## Thesis: 2.1 Clustering coefficient

An article based on this chapter has been published (Opsahl and Panzarasa, 2009). This article was written after this chapter and contains a number of changes.

The global clustering coefficient is based on triplets of nodes. A triplet is three nodes that are connected by either two (open triplet) or three (closed triplet) undirected ties. The global clustering coefficient is the number of closed triplets over the total number of triplets (both open and closed). The number of closed triplets has also been referred to as 3 $\times$ triangles in the literature. This is due to the fact that three closed triplets form a triangle, one triplet centred on each of the three nodes in the triangle. The first attempt to measure the coefficient was made by Luce and Perry (1949). For an undirected network, they showed that the total number of triplets could be found by summing the non-diagonal cells of a squared binary matrix. The number of closed triplets could be found by summing the diagonal of a cubed matrix. For clarity, we will refer to the global clustering coefficient as the binary clustering coefficient, C (equation 2): $C=\frac{3\text{ }\times \text{number of triangles}}{\text{number of triples}}=\frac{\sum\tau_{\Delta}}{\sum\tau},$

where $\sum\tau$ is number of triplets and $\sum\tau_{\Delta}$ is the subset of these triplets that are closed by the addition of a third tie. The coefficient takes values between 0 and 1. In a completely connected network $C=1$ as all triplets are closed, whereas in classical random networks $C\rightarrow 0$ as the network grows. More specifically, in classical random networks, the probabilities that dyads (i.e., pairs of nodes) are tied together are by definition independent (Erdos and Renyi, 1959; Solomonoff and Rapoport, 1951). Therefore, C is equal the probability of a tie in these networks (Newman, 2003).

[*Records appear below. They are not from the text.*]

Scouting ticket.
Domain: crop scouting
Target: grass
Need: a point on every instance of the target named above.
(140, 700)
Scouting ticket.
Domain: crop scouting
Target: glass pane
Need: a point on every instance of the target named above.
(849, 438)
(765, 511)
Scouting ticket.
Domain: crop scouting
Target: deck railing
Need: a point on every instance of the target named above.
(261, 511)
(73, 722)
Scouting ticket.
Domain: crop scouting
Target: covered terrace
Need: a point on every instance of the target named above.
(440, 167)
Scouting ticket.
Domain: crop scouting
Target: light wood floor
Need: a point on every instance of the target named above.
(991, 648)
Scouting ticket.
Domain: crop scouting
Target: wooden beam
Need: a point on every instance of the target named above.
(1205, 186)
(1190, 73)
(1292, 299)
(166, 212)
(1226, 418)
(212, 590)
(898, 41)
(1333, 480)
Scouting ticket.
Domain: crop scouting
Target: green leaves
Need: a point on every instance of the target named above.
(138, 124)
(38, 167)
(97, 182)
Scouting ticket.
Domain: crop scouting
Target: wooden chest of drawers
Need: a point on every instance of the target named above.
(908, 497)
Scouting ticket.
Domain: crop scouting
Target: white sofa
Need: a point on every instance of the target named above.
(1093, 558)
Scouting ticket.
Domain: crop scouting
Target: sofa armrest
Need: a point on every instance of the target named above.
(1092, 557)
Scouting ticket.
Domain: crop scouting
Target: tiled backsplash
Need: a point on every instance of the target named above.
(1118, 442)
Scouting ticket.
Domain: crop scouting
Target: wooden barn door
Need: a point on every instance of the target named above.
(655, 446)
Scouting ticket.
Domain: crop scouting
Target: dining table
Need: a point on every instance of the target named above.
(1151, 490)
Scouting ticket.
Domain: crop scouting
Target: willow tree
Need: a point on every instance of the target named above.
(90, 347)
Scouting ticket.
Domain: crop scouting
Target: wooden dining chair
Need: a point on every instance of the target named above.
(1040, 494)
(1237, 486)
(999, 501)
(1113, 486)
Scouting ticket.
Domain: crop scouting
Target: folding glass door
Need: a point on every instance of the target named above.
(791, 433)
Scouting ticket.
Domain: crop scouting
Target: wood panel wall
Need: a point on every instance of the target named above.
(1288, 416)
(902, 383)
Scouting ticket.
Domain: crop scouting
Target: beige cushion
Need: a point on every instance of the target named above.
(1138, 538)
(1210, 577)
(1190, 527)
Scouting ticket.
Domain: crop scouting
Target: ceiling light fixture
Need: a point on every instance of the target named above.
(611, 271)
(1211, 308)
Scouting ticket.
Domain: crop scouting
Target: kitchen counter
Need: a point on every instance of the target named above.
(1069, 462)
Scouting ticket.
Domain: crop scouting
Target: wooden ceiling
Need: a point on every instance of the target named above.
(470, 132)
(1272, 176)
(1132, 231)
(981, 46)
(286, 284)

A major limitation of the binary clustering coefficient is that it cannot be applied to a weighted network. As a result, the same outcome might be attributed to networks with different likelihoods of friends being friends with each other. This could bias the analysis of the network structure. In order to overcome this shortcoming, in the following section we will introduce a generalisation of the clustering coefficient that captures the richness of tie weights, while at the same time producing the same outcome as the binary clustering coefficient when all ties have the same weights (i.e., a binary network).